Abstract
With the advent of 5G, cyber-physical systems (CPSs) employed in the vertical industries and critical infrastructures will depend on the cellular network more than ever; making their attack surface wider. Hence, guarding the network against cyberattacks is critical not only for its primary subscribers but to prevent it from being exploited as a proxy to attack CPSs. In this article, we propose a consolidated framework, by utilizing deep convolutional neural networks (CNNs) and real network data, to provide early detection for distributed denial-of-service (DDoS) attacks orchestrated by a botnet that controls malicious devices. These puppet devices individually perform silent call, signaling, SMS spamming, or a blend of these attacks targeting call, Internet, SMS, or a blend of these services, respectively, to cause a collective DDoS attack in a cell that can disrupt CPSs' operations.
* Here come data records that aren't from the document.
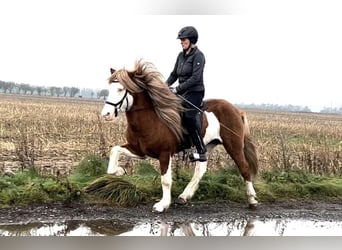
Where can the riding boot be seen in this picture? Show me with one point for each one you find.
(200, 147)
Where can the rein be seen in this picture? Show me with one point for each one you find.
(118, 105)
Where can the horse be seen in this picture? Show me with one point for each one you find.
(154, 129)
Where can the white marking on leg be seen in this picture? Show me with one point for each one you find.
(113, 165)
(166, 181)
(213, 130)
(251, 194)
(189, 191)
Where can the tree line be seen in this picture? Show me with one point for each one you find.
(27, 89)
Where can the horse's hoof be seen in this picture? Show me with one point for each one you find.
(155, 210)
(253, 206)
(180, 201)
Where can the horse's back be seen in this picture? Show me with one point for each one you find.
(223, 109)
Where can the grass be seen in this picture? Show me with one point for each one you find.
(88, 183)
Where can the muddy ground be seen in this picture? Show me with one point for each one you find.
(221, 211)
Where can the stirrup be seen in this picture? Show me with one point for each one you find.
(197, 157)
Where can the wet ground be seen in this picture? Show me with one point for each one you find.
(222, 218)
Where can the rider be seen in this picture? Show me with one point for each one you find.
(189, 72)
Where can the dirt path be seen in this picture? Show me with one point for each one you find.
(315, 210)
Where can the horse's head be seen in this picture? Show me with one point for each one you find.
(118, 100)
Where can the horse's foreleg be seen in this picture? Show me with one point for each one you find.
(113, 165)
(166, 181)
(189, 191)
(251, 194)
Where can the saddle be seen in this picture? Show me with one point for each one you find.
(187, 144)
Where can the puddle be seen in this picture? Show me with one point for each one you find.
(251, 227)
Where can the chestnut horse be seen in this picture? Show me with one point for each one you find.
(154, 129)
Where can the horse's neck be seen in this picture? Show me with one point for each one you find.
(142, 108)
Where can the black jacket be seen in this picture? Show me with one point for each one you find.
(189, 72)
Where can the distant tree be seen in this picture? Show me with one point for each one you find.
(52, 90)
(39, 90)
(74, 91)
(59, 91)
(66, 90)
(103, 93)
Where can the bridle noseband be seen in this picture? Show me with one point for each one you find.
(118, 105)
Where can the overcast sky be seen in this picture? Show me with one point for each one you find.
(269, 51)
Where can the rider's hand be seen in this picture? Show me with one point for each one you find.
(173, 90)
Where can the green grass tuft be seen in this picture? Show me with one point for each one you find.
(92, 166)
(115, 190)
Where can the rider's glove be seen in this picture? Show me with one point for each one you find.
(173, 90)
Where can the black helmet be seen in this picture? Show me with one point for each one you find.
(188, 32)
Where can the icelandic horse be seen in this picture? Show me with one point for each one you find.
(154, 129)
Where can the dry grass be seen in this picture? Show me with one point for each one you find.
(54, 134)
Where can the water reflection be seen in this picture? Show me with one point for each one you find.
(244, 227)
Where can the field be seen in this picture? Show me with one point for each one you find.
(55, 134)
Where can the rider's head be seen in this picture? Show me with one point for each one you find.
(188, 32)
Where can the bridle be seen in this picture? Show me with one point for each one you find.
(118, 104)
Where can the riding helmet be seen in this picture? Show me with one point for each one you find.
(189, 32)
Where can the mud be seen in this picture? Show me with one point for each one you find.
(201, 213)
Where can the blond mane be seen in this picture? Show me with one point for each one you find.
(144, 77)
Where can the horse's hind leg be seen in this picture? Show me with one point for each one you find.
(113, 165)
(238, 156)
(166, 181)
(191, 188)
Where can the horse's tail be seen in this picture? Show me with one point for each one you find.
(249, 149)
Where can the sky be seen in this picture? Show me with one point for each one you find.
(267, 51)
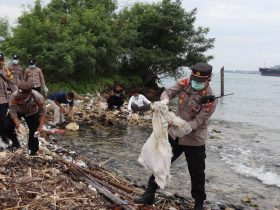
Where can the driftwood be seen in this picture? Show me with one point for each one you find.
(78, 171)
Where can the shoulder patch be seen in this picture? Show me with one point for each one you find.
(183, 82)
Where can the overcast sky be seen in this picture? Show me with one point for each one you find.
(247, 32)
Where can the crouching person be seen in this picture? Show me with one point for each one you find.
(30, 105)
(58, 98)
(138, 102)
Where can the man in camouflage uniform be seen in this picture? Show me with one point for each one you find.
(192, 145)
(17, 73)
(30, 105)
(5, 78)
(35, 76)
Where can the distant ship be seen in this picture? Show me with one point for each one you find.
(272, 71)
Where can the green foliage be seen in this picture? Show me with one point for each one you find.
(4, 28)
(82, 40)
(71, 40)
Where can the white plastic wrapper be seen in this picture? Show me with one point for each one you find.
(72, 126)
(156, 153)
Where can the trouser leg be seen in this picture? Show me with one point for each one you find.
(195, 157)
(10, 131)
(3, 116)
(33, 124)
(176, 151)
(37, 89)
(56, 111)
(115, 101)
(145, 107)
(134, 107)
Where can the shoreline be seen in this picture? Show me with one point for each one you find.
(94, 117)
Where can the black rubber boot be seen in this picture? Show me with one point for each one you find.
(148, 198)
(198, 205)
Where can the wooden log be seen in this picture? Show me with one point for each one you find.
(78, 171)
(222, 82)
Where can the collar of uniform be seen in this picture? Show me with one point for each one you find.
(204, 91)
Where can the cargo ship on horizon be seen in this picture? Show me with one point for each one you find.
(272, 71)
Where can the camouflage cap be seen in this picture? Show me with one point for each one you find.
(1, 56)
(32, 61)
(25, 87)
(15, 57)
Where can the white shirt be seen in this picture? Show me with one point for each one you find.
(139, 100)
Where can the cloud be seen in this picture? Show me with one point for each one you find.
(241, 13)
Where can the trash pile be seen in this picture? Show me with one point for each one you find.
(58, 178)
(93, 110)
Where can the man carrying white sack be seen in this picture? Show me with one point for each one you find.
(196, 111)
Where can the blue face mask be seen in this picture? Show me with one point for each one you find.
(15, 62)
(197, 85)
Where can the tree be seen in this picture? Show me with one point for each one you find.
(158, 39)
(4, 29)
(70, 39)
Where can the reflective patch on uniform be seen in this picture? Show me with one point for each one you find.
(208, 107)
(182, 98)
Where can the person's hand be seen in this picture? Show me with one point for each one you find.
(17, 126)
(46, 89)
(208, 107)
(40, 128)
(73, 119)
(164, 101)
(62, 110)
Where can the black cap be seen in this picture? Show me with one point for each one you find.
(201, 72)
(32, 62)
(25, 87)
(1, 56)
(15, 57)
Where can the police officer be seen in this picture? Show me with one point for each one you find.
(58, 98)
(35, 76)
(116, 98)
(192, 144)
(30, 105)
(17, 73)
(5, 78)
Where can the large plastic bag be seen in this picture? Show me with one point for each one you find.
(156, 153)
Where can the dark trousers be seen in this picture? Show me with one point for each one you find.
(195, 156)
(32, 123)
(3, 117)
(115, 101)
(37, 89)
(137, 108)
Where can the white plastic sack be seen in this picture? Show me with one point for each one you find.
(156, 153)
(72, 126)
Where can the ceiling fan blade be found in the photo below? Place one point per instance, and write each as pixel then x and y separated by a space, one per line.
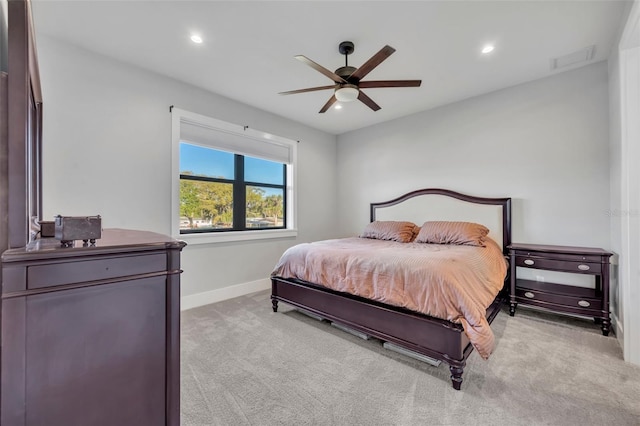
pixel 333 76
pixel 328 104
pixel 373 62
pixel 390 83
pixel 368 101
pixel 310 89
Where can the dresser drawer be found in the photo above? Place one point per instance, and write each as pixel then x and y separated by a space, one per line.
pixel 559 265
pixel 53 274
pixel 577 302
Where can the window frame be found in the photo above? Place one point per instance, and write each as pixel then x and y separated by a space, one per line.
pixel 228 235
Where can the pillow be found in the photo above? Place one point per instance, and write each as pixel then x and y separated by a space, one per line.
pixel 403 232
pixel 462 233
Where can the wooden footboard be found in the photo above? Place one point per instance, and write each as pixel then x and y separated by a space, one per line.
pixel 433 337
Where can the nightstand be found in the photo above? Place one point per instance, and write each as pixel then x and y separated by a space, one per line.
pixel 590 302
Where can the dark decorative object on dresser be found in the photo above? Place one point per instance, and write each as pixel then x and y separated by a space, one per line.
pixel 590 302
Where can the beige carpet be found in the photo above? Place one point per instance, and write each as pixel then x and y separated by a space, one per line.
pixel 242 364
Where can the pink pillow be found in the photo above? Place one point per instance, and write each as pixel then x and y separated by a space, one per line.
pixel 403 232
pixel 462 233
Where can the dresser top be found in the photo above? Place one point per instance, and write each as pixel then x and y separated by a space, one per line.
pixel 559 249
pixel 113 240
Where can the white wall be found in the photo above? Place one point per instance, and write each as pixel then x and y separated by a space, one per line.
pixel 107 151
pixel 544 144
pixel 624 96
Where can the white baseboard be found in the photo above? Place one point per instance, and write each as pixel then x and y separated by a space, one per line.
pixel 220 294
pixel 618 328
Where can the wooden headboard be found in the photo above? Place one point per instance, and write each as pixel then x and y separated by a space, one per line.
pixel 442 204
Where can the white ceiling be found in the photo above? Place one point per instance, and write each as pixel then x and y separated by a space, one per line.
pixel 249 47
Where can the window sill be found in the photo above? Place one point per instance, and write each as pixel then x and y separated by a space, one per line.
pixel 226 237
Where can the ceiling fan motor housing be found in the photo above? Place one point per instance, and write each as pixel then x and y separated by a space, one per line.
pixel 345 72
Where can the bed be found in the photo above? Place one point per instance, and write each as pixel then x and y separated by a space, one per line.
pixel 435 337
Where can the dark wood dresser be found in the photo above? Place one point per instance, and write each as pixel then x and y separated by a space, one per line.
pixel 568 299
pixel 90 334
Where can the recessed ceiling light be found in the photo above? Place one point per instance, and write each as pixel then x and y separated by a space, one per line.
pixel 488 48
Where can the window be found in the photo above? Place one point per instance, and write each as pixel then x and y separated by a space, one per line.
pixel 230 182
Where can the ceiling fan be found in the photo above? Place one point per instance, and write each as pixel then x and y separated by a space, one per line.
pixel 348 80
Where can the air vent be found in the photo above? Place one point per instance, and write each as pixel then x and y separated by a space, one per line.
pixel 580 56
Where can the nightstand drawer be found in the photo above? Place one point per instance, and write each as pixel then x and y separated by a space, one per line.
pixel 577 302
pixel 558 265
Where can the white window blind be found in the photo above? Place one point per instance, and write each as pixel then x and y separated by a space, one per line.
pixel 240 140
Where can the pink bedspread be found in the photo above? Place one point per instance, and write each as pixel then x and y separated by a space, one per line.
pixel 452 282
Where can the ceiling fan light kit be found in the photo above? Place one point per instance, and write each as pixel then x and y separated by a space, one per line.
pixel 347 93
pixel 347 79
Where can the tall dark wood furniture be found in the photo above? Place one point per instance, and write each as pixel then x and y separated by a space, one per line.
pixel 591 302
pixel 90 335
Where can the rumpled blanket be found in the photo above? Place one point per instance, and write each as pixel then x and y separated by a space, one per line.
pixel 452 282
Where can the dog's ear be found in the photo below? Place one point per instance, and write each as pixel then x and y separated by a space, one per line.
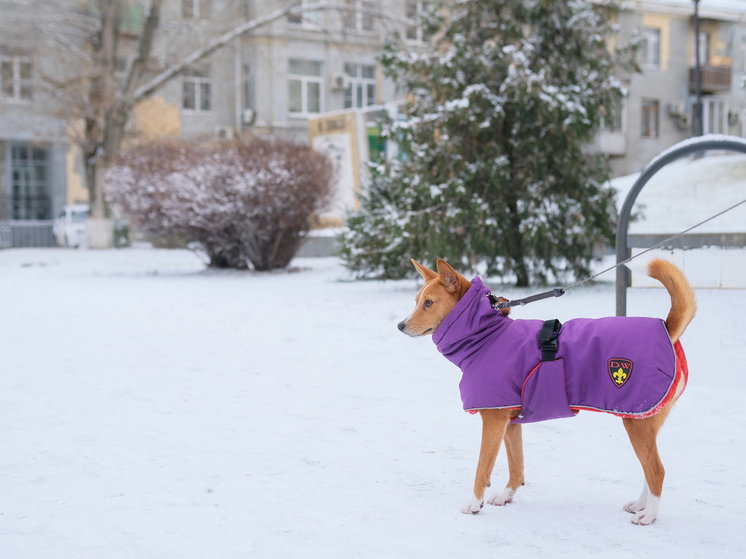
pixel 448 276
pixel 505 312
pixel 426 273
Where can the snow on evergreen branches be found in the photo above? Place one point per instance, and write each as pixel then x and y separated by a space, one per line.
pixel 494 173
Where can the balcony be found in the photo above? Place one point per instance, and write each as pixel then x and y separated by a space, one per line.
pixel 715 79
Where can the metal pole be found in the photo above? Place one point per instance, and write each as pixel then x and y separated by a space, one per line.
pixel 697 109
pixel 732 143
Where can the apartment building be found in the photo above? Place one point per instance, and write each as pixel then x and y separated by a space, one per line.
pixel 658 112
pixel 276 78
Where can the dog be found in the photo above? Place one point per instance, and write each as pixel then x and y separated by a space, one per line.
pixel 465 326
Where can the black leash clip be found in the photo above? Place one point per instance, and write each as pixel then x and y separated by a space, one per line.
pixel 548 339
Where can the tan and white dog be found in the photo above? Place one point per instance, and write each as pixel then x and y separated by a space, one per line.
pixel 444 289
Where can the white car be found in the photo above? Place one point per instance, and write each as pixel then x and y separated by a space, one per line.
pixel 70 227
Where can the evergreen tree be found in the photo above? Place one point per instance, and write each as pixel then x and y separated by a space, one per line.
pixel 493 172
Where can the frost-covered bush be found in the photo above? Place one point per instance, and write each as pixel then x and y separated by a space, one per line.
pixel 494 171
pixel 246 205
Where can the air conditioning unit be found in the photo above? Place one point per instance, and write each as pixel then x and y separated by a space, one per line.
pixel 677 108
pixel 248 116
pixel 340 81
pixel 223 133
pixel 683 122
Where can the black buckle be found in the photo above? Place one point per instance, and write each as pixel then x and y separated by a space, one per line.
pixel 548 339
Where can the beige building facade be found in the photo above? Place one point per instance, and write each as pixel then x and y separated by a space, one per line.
pixel 295 69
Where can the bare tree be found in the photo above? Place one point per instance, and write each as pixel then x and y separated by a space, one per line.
pixel 103 101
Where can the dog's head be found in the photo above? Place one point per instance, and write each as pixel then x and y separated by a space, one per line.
pixel 442 290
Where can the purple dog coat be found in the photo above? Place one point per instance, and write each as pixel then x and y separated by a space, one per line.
pixel 624 366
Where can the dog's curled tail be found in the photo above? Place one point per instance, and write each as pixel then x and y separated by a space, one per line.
pixel 683 302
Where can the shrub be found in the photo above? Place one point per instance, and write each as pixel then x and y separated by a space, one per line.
pixel 247 205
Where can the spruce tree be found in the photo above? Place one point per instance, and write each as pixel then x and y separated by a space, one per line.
pixel 493 172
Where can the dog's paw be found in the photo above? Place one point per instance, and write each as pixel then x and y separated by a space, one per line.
pixel 473 506
pixel 635 506
pixel 503 498
pixel 645 510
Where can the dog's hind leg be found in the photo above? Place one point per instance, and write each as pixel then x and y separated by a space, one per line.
pixel 494 423
pixel 514 449
pixel 643 434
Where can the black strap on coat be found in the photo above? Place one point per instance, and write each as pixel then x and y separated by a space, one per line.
pixel 498 305
pixel 548 342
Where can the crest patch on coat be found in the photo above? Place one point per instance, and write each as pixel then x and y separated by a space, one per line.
pixel 620 370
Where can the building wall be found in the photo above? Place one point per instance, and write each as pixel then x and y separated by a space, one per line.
pixel 669 83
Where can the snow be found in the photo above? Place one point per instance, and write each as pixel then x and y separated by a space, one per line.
pixel 687 191
pixel 151 408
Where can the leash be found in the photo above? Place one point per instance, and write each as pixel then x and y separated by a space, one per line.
pixel 560 291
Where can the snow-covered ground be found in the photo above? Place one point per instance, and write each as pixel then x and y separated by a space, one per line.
pixel 688 191
pixel 152 409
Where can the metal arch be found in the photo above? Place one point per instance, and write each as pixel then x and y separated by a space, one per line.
pixel 687 147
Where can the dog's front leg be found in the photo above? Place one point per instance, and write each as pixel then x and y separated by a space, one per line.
pixel 494 423
pixel 514 449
Our results demonstrate that our framework can achieve higher than 91% normal and underattack cell detection accuracy.
| Original language | English |
|---|---|
| Article number | 9000893 |
| Pages (from-to) | 860-870 |
| Number of pages | 11 |
| Journal | IEEE Transactions on Industrial Informatics |
| Volume | 17 |
| Issue number | 2 |
| DOIs | |
| Publication status | Published - Feb 2021 |
Keywords
- 5G
- DDoS attack
- artificial intelligence (AI)
- call detail record (CDR)
- convolutional neural networks (CNNs)
- cyber-physical system (CPS)
- cybersecurity
- deep learning (DL)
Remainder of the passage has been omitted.